By active monitoring I am referring to testing a website on a regular interval and potentially from several locations to see if it is working and how long it takes to load (and bundled in with that the alarming, reporting, etc. that goes with it).
Active monitoring has some pretty strong benefits over any alternatives right now:
- Rich debugging information (resource-level timing, full access to headers and network-level diagnostics)
- Consistency - the test conditions do not vary from one test to the next so there is minimal "noise"
- Predictability - you control the frequency and timing of the tests
- Low-latency alerting - you can get notified within minutes of an event/issue (assuming it is detected)
- You only have visibility into the systems/pages that you test (which is usually a TINY fraction of what your users actually use)
- It's expensive. You usually end up picking a few key pages/systems to monitor to keep costs under control
- The more you test, the more load you put on the systems you are monitoring (capacity that should be going to serve your users)

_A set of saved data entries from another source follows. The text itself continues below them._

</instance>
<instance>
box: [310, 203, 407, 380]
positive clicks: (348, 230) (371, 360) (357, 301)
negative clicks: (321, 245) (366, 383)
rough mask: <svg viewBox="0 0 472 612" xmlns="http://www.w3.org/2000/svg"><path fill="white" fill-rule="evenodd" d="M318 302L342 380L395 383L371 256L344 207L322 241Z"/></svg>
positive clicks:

- You can only test from a "representative" set of locations, not everywhere your users actually visit from. This may not seem important if you only serve content from one location, but do you use a CDN? Do you serve ads or use 3rd-party widgets that are served from a CDN? If so then there is no way that you are actually able to test every path your users use to get your content
- The performance is never representative of what the users see. Usually monitoring is done from backbone connections that are close to CDN POPs. Even if you spring for testing on real end-user connections ($$$$) you have to pick a small subset of connection types. You users visit from office connections, home ISP connections, mobile, satellite and over various different connections even within the house.

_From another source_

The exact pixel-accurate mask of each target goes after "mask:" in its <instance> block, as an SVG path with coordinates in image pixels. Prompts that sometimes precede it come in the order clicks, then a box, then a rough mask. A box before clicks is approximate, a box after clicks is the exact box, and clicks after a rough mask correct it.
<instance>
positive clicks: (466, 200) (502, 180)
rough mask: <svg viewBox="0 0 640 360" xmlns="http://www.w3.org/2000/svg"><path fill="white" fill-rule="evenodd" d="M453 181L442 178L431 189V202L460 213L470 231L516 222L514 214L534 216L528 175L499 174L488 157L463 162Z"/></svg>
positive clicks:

There are several different advances that are converging that will make it possible to collect, report and act on REAL end user data (Real User Monitoring - RUM). There are several issues with using data from the field but between advances in the browsers and Big Data they are on the verge of being solved:
First off, getting the rich diagnostic information from the field. Monitoring is useless if you can't identify the cause of a problem and historically you have had very little insight into what is going on inside of a browser. That all started to change last year when the W3C Web Performance Working Group formed. They are working on defining standards for browser to expose rich diagnostic/timing information to the pages. The first spec that has been implemented is the Navigation Timing standard which exposes information at a page-level about the timings of various browser actions. The Navigation Timing spec has already been implemented in IE9 and Chrome and will be coming soon in the other major browsers. Even more interesting will be the Resource Timing standard which will expose information about every resource that is loaded.
HTML5 also opens up the possibility to store data in local storage in the case where a failure can't be reported (to allow for it to be reported later) and for pages that leverage the Application Cache you can even run completely offline and detect failures to reach the site in the first place.
OK, so we will be able to get the rich diagnostics from the field (and collect data from the real user sessions so you get coverage on everything the users do on your site, from everywhere they visit, etc) - that's a lot of data, what do you do with it?
Big Data to the rescue. Data storage and analysis for huge data sets has started to explode. Primarily driven by hadoop but there are tons of commercial companies and services entering the space. It's already possible to store, process and analyze petabytes (and more) very efficiently and things are only going to improve. We are quickly evolving towards a world where we collect everything and then slice and dice it later. That's pretty much exactly what you need to do with field data to investigate trends or dig into issues.
Why 2-5 years and not now?
Adoption. Browsers that support the new standards will take a while to reach critical mass (and the Resource timing spec isn't defined yet). There are also no services or toolkits yet that do good field monitoring so it will take a while for those to evolve and mature.
I'm curious to see if the traditional beacon services (omniture, comscore, etc) step into this space, if the traditional monitoring providers adapt or if a new breed of startups catches them all off guard. I am a little surprised that most of the participation in the standards process is coming from the browser vendors themselves trying to anticipate how the data would be used - I'd expect to see more of the monitoring services playing an active role if it was on their radar.